Hi guys...!I'm new,I've got three very easy questions:
I thought about doing the same design into different sized t-shirts,now...Is a transfer image valid for only one shirt (so one transfer/one print) or can i use the same transfer for more printings?And what kind of paper do i need to print on cotton using a heat-press?And,do I use the normal ink printer to print my designs or i need to buy a new one?i've got an hp f4580.
Thanks very much!Sorry for the questions but I'm just a beginner!
Alex.


----------



## splathead (Dec 4, 2005)

*Re: Really silly question: How many times can I use a transfer sheet?*

A transfer is only good for 1 pressing.

All papers will print on cotton. What's best will depend on a number of factors; design, shirt color, etc.

Your HP inkjet or laser?


----------



## The beginner (Jan 26, 2011)

*Re: Really silly question: How many times can I use a transfer sheet?*

Is a inkjet...no laser for sure...


----------



## TYGERON (Apr 26, 2009)

*Re: Really silly question: How many times can I use a transfer sheet?*



The beginner said:


> Hi guys...!I'm new,I've got three very easy questions:
> I thought about doing the same design into different sized t-shirts,now...Is a transfer image valid for only one shirt (so one transfer/one print) or can i use the same transfer for more printings?And what kind of paper do i need to print on cotton using a heat-press?And,do I use the normal ink printer to print my designs or i need to buy a new one?i've got an hp f4580.
> Thanks very much!Sorry for the questions but I'm just a beginner!
> Alex.


Don't EVER preface a question with, "really silly question" or any equivalent variation...you will be hunted down...and eliminated.

One transfer, one print.

You can utilize space by ganging more than one image on a sheet if you can.
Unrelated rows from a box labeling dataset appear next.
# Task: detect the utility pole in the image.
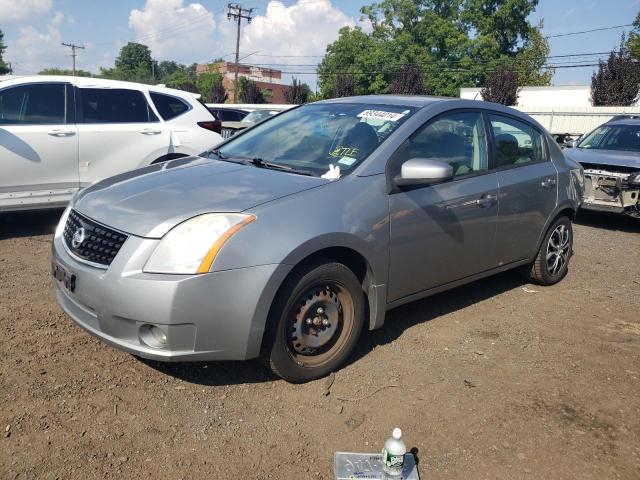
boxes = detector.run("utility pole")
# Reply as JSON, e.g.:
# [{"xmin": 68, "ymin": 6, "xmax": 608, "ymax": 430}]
[
  {"xmin": 62, "ymin": 42, "xmax": 84, "ymax": 77},
  {"xmin": 227, "ymin": 3, "xmax": 253, "ymax": 103}
]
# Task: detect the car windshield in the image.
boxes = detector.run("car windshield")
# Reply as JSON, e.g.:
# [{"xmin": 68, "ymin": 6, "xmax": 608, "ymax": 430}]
[
  {"xmin": 214, "ymin": 103, "xmax": 416, "ymax": 175},
  {"xmin": 578, "ymin": 125, "xmax": 640, "ymax": 152},
  {"xmin": 242, "ymin": 110, "xmax": 278, "ymax": 123}
]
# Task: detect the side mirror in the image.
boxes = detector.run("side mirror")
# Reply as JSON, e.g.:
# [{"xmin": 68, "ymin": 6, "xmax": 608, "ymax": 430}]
[{"xmin": 395, "ymin": 158, "xmax": 453, "ymax": 186}]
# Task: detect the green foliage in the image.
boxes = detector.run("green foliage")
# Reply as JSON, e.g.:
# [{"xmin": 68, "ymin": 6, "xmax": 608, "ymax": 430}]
[
  {"xmin": 480, "ymin": 68, "xmax": 518, "ymax": 106},
  {"xmin": 38, "ymin": 67, "xmax": 94, "ymax": 77},
  {"xmin": 238, "ymin": 77, "xmax": 267, "ymax": 103},
  {"xmin": 284, "ymin": 78, "xmax": 311, "ymax": 105},
  {"xmin": 100, "ymin": 42, "xmax": 154, "ymax": 83},
  {"xmin": 591, "ymin": 35, "xmax": 640, "ymax": 106},
  {"xmin": 0, "ymin": 30, "xmax": 11, "ymax": 75},
  {"xmin": 513, "ymin": 22, "xmax": 553, "ymax": 87},
  {"xmin": 390, "ymin": 64, "xmax": 424, "ymax": 95},
  {"xmin": 196, "ymin": 63, "xmax": 227, "ymax": 103},
  {"xmin": 627, "ymin": 12, "xmax": 640, "ymax": 61},
  {"xmin": 318, "ymin": 0, "xmax": 550, "ymax": 97}
]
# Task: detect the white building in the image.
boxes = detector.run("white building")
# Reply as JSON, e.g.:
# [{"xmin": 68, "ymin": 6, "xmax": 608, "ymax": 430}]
[{"xmin": 460, "ymin": 85, "xmax": 640, "ymax": 137}]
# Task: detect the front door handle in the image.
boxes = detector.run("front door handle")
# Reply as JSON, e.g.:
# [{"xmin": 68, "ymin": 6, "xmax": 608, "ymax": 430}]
[
  {"xmin": 540, "ymin": 177, "xmax": 556, "ymax": 190},
  {"xmin": 47, "ymin": 128, "xmax": 76, "ymax": 137},
  {"xmin": 447, "ymin": 194, "xmax": 498, "ymax": 209},
  {"xmin": 140, "ymin": 128, "xmax": 162, "ymax": 135},
  {"xmin": 476, "ymin": 195, "xmax": 498, "ymax": 208}
]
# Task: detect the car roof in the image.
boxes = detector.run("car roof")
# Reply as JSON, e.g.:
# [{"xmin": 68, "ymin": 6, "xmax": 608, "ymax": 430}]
[
  {"xmin": 316, "ymin": 95, "xmax": 454, "ymax": 108},
  {"xmin": 606, "ymin": 116, "xmax": 640, "ymax": 125},
  {"xmin": 0, "ymin": 75, "xmax": 200, "ymax": 99}
]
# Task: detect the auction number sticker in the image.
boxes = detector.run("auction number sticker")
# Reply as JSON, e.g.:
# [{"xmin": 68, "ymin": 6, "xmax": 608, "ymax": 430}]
[{"xmin": 357, "ymin": 110, "xmax": 405, "ymax": 122}]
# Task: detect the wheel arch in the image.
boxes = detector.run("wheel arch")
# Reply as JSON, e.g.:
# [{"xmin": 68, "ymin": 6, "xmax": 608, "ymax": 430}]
[{"xmin": 254, "ymin": 235, "xmax": 386, "ymax": 358}]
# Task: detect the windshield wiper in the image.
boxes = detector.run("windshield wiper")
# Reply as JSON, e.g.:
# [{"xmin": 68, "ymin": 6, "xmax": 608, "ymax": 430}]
[
  {"xmin": 209, "ymin": 149, "xmax": 227, "ymax": 160},
  {"xmin": 249, "ymin": 157, "xmax": 317, "ymax": 177}
]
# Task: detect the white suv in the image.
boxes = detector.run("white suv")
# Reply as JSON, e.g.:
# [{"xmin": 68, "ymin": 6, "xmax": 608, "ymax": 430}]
[{"xmin": 0, "ymin": 76, "xmax": 222, "ymax": 211}]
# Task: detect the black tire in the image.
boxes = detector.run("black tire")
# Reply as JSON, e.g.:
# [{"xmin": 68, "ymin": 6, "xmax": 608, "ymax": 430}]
[
  {"xmin": 262, "ymin": 262, "xmax": 365, "ymax": 383},
  {"xmin": 527, "ymin": 215, "xmax": 573, "ymax": 286}
]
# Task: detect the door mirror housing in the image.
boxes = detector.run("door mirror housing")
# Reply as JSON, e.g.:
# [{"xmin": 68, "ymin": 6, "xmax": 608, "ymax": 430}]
[{"xmin": 395, "ymin": 158, "xmax": 453, "ymax": 187}]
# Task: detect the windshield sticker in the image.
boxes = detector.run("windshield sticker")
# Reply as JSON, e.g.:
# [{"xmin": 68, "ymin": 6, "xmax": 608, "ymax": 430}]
[
  {"xmin": 320, "ymin": 164, "xmax": 340, "ymax": 180},
  {"xmin": 357, "ymin": 110, "xmax": 405, "ymax": 122},
  {"xmin": 329, "ymin": 147, "xmax": 358, "ymax": 158},
  {"xmin": 338, "ymin": 157, "xmax": 357, "ymax": 167}
]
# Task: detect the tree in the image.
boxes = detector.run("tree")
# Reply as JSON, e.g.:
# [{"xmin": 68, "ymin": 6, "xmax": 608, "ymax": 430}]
[
  {"xmin": 284, "ymin": 78, "xmax": 311, "ymax": 105},
  {"xmin": 591, "ymin": 39, "xmax": 640, "ymax": 106},
  {"xmin": 332, "ymin": 74, "xmax": 356, "ymax": 98},
  {"xmin": 38, "ymin": 67, "xmax": 93, "ymax": 77},
  {"xmin": 390, "ymin": 63, "xmax": 424, "ymax": 95},
  {"xmin": 238, "ymin": 77, "xmax": 267, "ymax": 103},
  {"xmin": 196, "ymin": 63, "xmax": 227, "ymax": 103},
  {"xmin": 318, "ymin": 0, "xmax": 548, "ymax": 97},
  {"xmin": 0, "ymin": 30, "xmax": 11, "ymax": 75},
  {"xmin": 513, "ymin": 22, "xmax": 553, "ymax": 87},
  {"xmin": 100, "ymin": 42, "xmax": 155, "ymax": 83},
  {"xmin": 480, "ymin": 67, "xmax": 518, "ymax": 106}
]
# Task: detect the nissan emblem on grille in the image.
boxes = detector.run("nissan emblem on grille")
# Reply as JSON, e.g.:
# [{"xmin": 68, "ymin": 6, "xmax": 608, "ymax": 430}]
[
  {"xmin": 63, "ymin": 210, "xmax": 128, "ymax": 267},
  {"xmin": 71, "ymin": 227, "xmax": 87, "ymax": 248}
]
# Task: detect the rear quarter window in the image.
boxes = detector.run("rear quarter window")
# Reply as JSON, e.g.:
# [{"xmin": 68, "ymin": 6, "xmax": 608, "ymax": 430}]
[{"xmin": 150, "ymin": 92, "xmax": 191, "ymax": 120}]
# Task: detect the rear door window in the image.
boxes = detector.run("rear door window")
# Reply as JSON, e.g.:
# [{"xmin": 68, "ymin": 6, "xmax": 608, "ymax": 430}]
[
  {"xmin": 80, "ymin": 88, "xmax": 159, "ymax": 123},
  {"xmin": 149, "ymin": 92, "xmax": 191, "ymax": 120},
  {"xmin": 0, "ymin": 83, "xmax": 68, "ymax": 125},
  {"xmin": 489, "ymin": 114, "xmax": 545, "ymax": 168}
]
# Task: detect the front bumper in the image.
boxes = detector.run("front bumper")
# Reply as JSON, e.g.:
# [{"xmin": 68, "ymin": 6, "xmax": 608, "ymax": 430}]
[
  {"xmin": 582, "ymin": 169, "xmax": 640, "ymax": 213},
  {"xmin": 52, "ymin": 235, "xmax": 288, "ymax": 361}
]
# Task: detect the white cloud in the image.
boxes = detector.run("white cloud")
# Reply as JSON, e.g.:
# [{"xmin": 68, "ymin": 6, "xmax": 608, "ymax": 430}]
[
  {"xmin": 129, "ymin": 0, "xmax": 216, "ymax": 63},
  {"xmin": 235, "ymin": 0, "xmax": 356, "ymax": 71},
  {"xmin": 0, "ymin": 0, "xmax": 52, "ymax": 21},
  {"xmin": 5, "ymin": 12, "xmax": 68, "ymax": 75}
]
Your regular ink will probably work. There are tons of papers for tons of different applications. Get samples if you can. Follow the directions. Test wash before doing an actual job.

HP makes inkjet transfer papers for lights and for darks. It's readily available at most retail/office supplies. It's pricey by comparison to what you can find elsewhere but try it to start

And ALL papers will not work on cotton.


----------



## GHEENEE1 (Jan 8, 2007)

*Re: Really silly question: How many times can I use a transfer sheet?*

I'd print with your ink on transfer,apply. And do a wash test. I use Jet Pro Soft Stretch transfer paper, Epson C88+ printer and 100% cotton preshrunk. The ink in the printer is pigment based ink, for color fastness in the wash. Mike


----------



## veedub3 (Mar 29, 2007)

*Re: Really silly question: How many times can I use a transfer sheet?*

Check to make sure you HP uses pigment ink not dye based ink. My hp uses dye ink and the colors ran with the first wash. Some here have had success with dye based ink and transfers but to me it is less reliable than pigment ink, and with my hp it faded and ran rather quickly.

And as mentioned before, test to see what works for your setup.


----------